Poucos dias atrás, após a divulgação de uma série de estatísticas sobre o crescimento do número de assassinatos em grandes cidades brasileiras, percebí um nítido desconforto dos meios de comunicação com essa situação, com editoriais exigindo providências das autoridades de todos os níveis de governo. Silenciosamente, sem contar com a indignação dos meios de comunicação, de políticos e da população, doenças provocadas por águas contaminadas por esgotos ou diretamente pelo contato com esgotos ceifam, silenciosamente, dezenas de milhares de vidas nas populações mais carentes, ano após ano, em números talvez superiores aos da violência urbana e rural. Um exemplo dramático dessa condição sub-humana de vida e moradia é a mortalidade de crianças vitimadas pela diarreia. A diarreia é a segunda causa de morte entre crianças com menos de 5 anos em todo o mundo. No Brasil, 80% dos casos são provocados pelo consumo de água contaminada, retirada de poços, cacimbas e riachos. Em 2011 o país registrou 1,6 milhão de ocorrências – dados oficiais indicam que a doença matou mais de 3.000 crianças com menos de 5 anos no Brasil naquele ano – provavelmente, o número real de mortes é bem maior que isso: em regiões rurais, os pais demoram a fazer o registro civil de nascimento das crianças – sem esse documento não é possível emitir as certidões de óbito. Uma das faces mais tristes dessa estatística mostra que crianças a partir de um ano de idade são as mais vulneráveis aos efeitos devastadores da diarreia. A causa é muito simples: é a partir dessa idade que as crianças começam a engatinhar pelo chão das casas e são expostas aos patógenos que foram trazidos para dentro das casas na sola dos sapatos dos moradores, solas estas impregnadas pelos esgotos que correm a céu aberto nas ruas e calçadas das chamadas “comunidades carentes”. Quem já viu uma criança engatinhando sabe que elas alternam as mãos entre o chão e a boca – havendo patógenos no piso, a contaminação será inevitável.
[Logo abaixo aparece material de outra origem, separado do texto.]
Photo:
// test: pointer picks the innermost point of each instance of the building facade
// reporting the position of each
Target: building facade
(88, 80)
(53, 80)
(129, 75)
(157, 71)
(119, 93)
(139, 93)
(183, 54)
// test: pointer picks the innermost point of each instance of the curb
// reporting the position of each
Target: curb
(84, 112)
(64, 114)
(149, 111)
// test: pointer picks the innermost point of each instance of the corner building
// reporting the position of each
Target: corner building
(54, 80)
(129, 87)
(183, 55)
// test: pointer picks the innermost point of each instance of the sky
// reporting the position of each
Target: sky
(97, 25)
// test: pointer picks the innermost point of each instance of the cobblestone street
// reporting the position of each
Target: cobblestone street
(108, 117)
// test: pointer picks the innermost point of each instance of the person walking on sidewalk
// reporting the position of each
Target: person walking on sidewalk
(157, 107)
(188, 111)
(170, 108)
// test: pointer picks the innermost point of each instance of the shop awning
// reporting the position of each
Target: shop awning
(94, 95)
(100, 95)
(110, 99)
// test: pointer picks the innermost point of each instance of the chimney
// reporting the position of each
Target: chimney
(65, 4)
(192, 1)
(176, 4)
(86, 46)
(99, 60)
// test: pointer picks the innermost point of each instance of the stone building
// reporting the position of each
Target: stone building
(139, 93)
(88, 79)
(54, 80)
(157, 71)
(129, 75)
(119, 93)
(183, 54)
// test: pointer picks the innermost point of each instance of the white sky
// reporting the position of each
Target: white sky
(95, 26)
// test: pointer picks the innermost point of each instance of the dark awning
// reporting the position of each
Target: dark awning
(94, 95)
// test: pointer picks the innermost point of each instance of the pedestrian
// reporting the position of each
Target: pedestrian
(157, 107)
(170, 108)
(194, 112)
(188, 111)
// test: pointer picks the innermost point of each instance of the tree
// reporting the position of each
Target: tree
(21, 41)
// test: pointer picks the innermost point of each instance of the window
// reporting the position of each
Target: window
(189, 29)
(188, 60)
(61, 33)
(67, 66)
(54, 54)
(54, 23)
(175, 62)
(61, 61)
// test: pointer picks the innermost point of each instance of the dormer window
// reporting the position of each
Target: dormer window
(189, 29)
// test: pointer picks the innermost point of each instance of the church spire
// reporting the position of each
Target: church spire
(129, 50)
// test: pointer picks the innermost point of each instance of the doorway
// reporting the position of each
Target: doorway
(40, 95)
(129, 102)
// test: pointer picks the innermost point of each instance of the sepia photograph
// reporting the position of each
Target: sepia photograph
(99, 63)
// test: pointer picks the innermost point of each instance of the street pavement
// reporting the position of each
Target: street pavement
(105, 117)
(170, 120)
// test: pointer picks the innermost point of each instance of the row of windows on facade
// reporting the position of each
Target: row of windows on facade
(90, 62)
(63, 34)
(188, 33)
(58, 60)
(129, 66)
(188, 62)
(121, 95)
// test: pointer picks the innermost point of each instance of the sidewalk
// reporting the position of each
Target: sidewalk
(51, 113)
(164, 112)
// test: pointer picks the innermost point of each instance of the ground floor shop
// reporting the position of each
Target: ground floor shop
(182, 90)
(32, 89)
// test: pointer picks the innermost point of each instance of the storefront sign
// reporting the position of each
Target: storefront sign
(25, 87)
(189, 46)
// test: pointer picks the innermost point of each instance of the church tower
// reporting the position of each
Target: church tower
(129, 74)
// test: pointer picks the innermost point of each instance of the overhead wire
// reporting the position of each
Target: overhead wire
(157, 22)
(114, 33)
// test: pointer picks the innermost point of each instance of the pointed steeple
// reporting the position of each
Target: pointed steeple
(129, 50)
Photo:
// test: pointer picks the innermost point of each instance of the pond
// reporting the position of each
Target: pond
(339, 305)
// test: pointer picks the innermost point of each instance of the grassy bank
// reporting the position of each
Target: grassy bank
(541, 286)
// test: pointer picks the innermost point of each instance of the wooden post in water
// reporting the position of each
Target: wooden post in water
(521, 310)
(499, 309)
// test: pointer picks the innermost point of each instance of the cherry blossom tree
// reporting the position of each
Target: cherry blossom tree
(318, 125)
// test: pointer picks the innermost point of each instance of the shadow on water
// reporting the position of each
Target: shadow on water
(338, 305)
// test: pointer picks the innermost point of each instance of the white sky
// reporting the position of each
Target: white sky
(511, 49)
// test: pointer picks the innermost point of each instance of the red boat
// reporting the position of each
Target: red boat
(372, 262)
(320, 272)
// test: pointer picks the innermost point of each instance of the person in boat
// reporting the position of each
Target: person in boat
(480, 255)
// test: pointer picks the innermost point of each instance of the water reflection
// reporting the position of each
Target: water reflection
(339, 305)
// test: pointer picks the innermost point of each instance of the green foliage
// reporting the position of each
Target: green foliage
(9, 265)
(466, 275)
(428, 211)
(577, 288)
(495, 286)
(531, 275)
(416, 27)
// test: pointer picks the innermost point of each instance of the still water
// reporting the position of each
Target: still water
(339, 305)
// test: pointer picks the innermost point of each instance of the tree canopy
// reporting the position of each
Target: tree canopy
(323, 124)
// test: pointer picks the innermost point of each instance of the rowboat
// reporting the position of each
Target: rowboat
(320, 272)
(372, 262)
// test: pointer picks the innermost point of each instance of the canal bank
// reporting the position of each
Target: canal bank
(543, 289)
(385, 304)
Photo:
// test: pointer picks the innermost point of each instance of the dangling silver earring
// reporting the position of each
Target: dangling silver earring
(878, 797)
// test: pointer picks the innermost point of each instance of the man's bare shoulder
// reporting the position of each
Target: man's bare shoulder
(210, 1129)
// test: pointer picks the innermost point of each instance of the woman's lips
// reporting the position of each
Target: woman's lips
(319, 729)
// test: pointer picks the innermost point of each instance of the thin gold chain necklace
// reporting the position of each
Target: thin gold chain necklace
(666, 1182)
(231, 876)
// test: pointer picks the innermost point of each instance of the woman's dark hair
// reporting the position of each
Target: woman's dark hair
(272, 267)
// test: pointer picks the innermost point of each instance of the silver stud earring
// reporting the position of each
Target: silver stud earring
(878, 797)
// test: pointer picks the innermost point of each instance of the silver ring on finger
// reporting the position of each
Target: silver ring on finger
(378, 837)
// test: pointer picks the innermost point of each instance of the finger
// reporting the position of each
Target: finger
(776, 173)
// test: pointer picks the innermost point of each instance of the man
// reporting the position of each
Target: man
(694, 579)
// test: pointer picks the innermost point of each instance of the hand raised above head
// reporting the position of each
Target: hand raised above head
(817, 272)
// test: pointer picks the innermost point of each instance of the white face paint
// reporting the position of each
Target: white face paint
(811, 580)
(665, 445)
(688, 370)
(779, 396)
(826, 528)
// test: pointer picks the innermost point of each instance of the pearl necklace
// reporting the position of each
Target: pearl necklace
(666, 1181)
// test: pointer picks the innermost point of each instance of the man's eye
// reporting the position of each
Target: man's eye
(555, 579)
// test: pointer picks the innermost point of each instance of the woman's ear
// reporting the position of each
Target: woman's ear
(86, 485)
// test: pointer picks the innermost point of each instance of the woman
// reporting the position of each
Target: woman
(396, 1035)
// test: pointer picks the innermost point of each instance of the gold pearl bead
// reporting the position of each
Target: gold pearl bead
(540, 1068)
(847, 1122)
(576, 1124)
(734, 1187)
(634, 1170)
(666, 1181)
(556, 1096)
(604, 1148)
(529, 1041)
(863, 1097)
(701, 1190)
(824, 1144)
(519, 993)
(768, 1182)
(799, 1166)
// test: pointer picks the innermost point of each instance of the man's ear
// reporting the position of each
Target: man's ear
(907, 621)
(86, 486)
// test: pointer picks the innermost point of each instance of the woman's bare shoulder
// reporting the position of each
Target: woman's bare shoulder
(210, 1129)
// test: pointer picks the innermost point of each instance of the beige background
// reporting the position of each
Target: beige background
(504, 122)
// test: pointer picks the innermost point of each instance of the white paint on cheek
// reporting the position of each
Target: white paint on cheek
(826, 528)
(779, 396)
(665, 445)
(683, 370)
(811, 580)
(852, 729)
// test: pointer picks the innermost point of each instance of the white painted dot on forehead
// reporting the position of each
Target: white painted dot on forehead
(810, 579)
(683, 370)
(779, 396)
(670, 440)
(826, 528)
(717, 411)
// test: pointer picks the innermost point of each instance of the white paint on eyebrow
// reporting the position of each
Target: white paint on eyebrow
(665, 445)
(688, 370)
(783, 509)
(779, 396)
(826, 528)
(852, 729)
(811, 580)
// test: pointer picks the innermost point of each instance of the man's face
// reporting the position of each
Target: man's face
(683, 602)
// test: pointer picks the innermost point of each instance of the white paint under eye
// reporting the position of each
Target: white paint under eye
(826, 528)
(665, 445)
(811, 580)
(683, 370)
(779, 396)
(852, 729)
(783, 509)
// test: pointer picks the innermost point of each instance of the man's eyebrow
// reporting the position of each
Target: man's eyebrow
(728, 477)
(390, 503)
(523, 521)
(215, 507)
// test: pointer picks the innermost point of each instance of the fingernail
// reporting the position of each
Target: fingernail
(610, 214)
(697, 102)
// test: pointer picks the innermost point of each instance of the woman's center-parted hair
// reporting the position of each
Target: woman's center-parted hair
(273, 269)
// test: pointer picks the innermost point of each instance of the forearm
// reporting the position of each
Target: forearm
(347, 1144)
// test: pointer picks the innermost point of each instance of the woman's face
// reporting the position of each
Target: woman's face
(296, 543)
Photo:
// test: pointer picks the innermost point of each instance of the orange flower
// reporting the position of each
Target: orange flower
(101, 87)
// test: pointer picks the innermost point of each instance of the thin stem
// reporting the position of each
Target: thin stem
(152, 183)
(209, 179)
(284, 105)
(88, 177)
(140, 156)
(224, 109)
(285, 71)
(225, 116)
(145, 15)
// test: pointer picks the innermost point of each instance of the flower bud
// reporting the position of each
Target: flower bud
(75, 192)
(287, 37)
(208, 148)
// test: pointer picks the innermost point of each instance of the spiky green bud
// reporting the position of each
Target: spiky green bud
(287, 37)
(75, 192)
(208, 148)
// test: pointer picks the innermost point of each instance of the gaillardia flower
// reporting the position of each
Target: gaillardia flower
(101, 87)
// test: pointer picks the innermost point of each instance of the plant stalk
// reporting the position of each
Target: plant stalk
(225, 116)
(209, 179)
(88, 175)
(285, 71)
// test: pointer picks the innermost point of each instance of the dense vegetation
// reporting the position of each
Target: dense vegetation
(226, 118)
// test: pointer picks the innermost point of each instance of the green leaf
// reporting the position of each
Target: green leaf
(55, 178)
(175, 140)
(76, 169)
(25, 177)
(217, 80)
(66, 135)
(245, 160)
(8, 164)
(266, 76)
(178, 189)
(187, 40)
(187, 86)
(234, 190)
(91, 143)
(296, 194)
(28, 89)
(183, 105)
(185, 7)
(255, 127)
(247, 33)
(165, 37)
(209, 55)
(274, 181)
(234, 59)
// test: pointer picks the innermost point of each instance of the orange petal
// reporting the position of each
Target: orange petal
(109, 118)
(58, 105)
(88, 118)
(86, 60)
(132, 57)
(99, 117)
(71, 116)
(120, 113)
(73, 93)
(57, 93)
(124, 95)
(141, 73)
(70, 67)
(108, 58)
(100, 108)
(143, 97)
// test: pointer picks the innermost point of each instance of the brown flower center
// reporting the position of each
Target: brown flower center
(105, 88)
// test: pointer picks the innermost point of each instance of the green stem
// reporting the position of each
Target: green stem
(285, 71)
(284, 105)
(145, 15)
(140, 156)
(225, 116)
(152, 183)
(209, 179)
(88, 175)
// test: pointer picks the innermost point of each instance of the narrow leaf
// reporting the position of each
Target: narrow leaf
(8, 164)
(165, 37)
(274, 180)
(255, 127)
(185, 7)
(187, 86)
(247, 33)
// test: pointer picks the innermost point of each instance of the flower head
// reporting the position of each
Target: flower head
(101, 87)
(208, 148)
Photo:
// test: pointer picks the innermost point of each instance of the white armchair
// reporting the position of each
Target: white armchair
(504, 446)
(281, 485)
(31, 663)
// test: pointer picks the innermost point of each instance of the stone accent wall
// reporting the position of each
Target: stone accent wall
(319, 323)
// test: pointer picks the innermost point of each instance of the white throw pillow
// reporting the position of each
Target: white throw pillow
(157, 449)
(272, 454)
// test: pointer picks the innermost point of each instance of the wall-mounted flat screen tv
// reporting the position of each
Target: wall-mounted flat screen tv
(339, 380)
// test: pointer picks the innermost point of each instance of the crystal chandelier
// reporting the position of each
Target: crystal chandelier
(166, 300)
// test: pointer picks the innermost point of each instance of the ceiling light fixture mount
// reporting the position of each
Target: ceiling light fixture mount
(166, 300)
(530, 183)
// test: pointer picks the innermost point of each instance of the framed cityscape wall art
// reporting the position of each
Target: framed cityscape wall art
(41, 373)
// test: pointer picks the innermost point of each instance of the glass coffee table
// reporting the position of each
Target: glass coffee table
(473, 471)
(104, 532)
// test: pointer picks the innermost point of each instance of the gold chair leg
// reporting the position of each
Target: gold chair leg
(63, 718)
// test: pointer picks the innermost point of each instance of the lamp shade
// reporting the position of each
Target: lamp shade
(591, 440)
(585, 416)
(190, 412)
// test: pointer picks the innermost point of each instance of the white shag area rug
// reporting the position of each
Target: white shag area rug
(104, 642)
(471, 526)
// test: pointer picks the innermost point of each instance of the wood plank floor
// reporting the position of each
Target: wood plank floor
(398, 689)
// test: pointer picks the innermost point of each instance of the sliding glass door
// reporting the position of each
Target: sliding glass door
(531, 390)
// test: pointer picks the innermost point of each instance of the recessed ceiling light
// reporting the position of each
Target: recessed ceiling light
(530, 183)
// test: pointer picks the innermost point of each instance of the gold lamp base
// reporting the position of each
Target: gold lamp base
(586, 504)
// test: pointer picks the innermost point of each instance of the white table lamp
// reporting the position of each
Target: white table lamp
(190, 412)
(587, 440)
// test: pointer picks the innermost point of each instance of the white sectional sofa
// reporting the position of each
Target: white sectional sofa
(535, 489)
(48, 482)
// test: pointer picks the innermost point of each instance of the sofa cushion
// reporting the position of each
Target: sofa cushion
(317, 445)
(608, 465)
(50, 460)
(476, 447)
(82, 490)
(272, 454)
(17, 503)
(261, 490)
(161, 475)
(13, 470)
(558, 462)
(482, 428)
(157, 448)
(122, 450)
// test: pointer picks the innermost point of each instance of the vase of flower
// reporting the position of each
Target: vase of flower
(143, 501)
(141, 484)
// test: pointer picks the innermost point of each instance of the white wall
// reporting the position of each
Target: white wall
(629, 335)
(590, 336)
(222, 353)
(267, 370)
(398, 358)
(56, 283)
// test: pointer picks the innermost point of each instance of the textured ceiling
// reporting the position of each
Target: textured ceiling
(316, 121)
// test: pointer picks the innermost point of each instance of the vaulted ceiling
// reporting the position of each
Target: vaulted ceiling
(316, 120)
Apesar de receber algumas “críticas” de amigos que parecem não gostar das postagens onde eu trato dos problemas ligados aos esgotos, acho importante divulgar essas informações, alertando o maior número de pessoas sobre os perigos que uma inocente poça ou filete de esgotos correndo por uma rua de periferia nas ditas “comunidades” pode representar para as populações mais carentes – sempre elas. Como a geração diária de grandes volumes de esgotos e sem sistemas adequados para a coleta e o transporte dos efluentes, é inevitável que a população continue sendo obrigada a improvisar “soluções” para os despejos.

Todos saem perdendo. Os mais pobres, porém, são os que sempre perdem mais – algumas vezes com a perda da própria vida.